- Nio completed the offering of 136,800,000 class A ordinary shares at an issue price of HK$29.46 per share.
- Nio closed down 14.78 percent to HK$24.50 on the Hong Kong stock market today as the global trade war escalated.
Nio (NYSE: NIO) today announced the completion of an offering of 136,800,000 class A ordinary shares at an offering price of HK$29.46 per share, for a total offering of HK$4.03 billion ($520 million).
The placement shares have been sold in offshore transactions to non-US persons. Morgan Stanley, UBS, China International Capital Corporation and Deutsche Bank acted as the placing agents for the equity placement.

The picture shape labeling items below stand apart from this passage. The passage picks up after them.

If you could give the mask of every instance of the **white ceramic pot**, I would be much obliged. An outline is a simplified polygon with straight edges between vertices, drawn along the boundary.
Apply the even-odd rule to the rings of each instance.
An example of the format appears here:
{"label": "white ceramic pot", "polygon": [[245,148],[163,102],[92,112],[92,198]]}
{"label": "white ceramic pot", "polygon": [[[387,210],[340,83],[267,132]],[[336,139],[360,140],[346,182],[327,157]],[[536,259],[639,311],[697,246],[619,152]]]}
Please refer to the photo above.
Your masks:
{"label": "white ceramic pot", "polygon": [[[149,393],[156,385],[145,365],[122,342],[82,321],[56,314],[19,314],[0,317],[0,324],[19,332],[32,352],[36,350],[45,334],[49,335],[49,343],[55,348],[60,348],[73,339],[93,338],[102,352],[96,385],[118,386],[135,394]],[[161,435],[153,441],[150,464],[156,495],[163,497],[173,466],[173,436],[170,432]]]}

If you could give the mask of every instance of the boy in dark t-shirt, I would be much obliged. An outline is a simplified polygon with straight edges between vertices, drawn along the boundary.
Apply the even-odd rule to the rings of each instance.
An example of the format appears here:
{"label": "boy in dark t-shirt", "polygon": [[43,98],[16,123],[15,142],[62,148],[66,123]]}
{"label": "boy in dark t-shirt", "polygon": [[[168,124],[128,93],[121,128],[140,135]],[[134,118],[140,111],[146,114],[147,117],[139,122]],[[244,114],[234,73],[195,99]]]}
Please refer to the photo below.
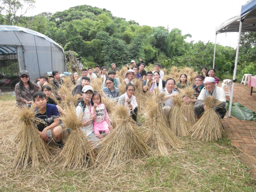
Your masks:
{"label": "boy in dark t-shirt", "polygon": [[37,112],[36,117],[41,119],[45,123],[40,123],[37,126],[40,136],[46,142],[48,142],[50,137],[54,137],[58,148],[61,149],[62,144],[62,128],[59,125],[60,116],[57,107],[54,105],[46,103],[46,96],[42,92],[37,92],[33,95],[33,100],[37,107],[35,110]]}
{"label": "boy in dark t-shirt", "polygon": [[64,115],[66,115],[66,113],[64,110],[58,105],[58,104],[55,102],[53,99],[49,97],[51,94],[51,89],[50,86],[48,85],[43,86],[41,90],[41,91],[44,93],[46,96],[47,103],[52,104],[53,105],[56,105],[57,108],[58,108],[59,111],[61,114]]}

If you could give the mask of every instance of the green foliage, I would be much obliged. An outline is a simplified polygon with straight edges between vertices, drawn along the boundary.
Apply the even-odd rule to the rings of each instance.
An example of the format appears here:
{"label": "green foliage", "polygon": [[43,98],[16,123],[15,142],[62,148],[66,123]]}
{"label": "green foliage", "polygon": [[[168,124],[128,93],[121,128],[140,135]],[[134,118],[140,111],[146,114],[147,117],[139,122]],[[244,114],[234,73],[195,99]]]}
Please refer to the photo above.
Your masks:
{"label": "green foliage", "polygon": [[[0,22],[7,23],[6,17],[0,15]],[[197,71],[203,66],[208,69],[212,67],[214,47],[212,43],[189,42],[191,35],[183,35],[178,29],[169,31],[168,27],[140,26],[134,20],[113,16],[105,9],[87,5],[77,6],[53,14],[44,12],[33,17],[22,16],[16,24],[66,45],[65,50],[77,53],[78,57],[86,60],[85,63],[88,65],[91,65],[88,62],[90,60],[106,66],[114,62],[121,67],[131,60],[140,58],[147,64],[157,62],[167,68],[175,65],[189,67]],[[255,34],[243,33],[241,37],[241,53],[237,72],[239,77],[245,71],[256,73],[256,67],[252,64],[256,60]],[[235,50],[232,48],[217,45],[215,76],[221,80],[232,78],[235,54]]]}

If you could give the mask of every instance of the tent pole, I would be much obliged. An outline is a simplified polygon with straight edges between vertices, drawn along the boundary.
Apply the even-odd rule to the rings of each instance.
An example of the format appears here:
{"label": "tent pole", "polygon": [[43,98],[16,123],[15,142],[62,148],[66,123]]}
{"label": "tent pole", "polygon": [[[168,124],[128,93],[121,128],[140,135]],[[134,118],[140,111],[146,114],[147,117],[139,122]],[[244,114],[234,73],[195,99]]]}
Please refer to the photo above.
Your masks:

The electric vehicle (EV) maker announced on March 27 that it would issue up to 118,793,300 class A ordinary shares to non-US persons in offshore transactions outside the United States.

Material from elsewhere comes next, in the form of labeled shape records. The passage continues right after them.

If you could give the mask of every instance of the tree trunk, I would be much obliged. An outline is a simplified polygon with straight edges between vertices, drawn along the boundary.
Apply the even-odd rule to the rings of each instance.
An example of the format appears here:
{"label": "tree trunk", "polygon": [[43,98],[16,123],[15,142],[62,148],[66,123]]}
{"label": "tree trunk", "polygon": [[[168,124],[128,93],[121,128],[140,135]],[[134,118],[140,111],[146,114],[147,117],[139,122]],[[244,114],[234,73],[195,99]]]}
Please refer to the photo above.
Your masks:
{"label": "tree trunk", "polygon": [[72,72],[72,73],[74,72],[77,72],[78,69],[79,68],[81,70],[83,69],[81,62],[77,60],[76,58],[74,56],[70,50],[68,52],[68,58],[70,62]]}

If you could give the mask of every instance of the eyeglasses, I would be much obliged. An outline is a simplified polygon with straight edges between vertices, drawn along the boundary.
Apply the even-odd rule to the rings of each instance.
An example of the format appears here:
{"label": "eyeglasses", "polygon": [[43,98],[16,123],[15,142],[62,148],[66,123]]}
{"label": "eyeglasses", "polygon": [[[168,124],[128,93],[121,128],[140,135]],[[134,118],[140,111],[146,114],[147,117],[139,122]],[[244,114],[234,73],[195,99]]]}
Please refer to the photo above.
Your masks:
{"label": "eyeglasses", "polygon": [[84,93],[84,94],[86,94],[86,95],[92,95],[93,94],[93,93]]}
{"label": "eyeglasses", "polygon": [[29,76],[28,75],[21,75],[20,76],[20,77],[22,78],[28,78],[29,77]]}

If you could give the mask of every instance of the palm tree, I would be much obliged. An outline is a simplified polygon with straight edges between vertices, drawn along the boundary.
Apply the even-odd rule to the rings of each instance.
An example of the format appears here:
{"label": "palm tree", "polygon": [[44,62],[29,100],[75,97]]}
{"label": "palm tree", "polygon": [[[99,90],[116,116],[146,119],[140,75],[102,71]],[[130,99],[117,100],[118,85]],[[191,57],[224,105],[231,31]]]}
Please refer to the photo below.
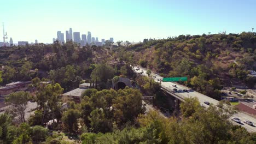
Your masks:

Hours later, Nio said in an updated announcement that it planned to issue an expanded 136,800,000 class A ordinary shares.
The issue price of those new shares was set at HK$29.46 per share, a 9.49 percent discount to its closing price of HK$32.55 in Hong Kong on March 27.
The enlarged offering amounted to HK$4.03 billion, according to the company's announcement at the time.
Nio was expecting to complete the placement around April 7, subject to customary closing conditions, the March 27 announcement said.
The company planned to use the net proceeds of the placing for research and development of EV technology and new products, to further strengthen its balance sheet and for general corporate purposes.
The share placement comes at a relatively fortunate point in time, albeit it had led to pressure on its share price.
US President Donald Trump announced new tariff measures last week, triggering a selloff in global markets, and EV shares traded in Hong Kong were hit hard.
Nio closed down 14.78 percent to HK$24.50 on the Hong Kong stock market today, one of its biggest one-day declines.
In US premarket trading on Monday, Nio ADS fell 4.62 percent to $3.30 at press time.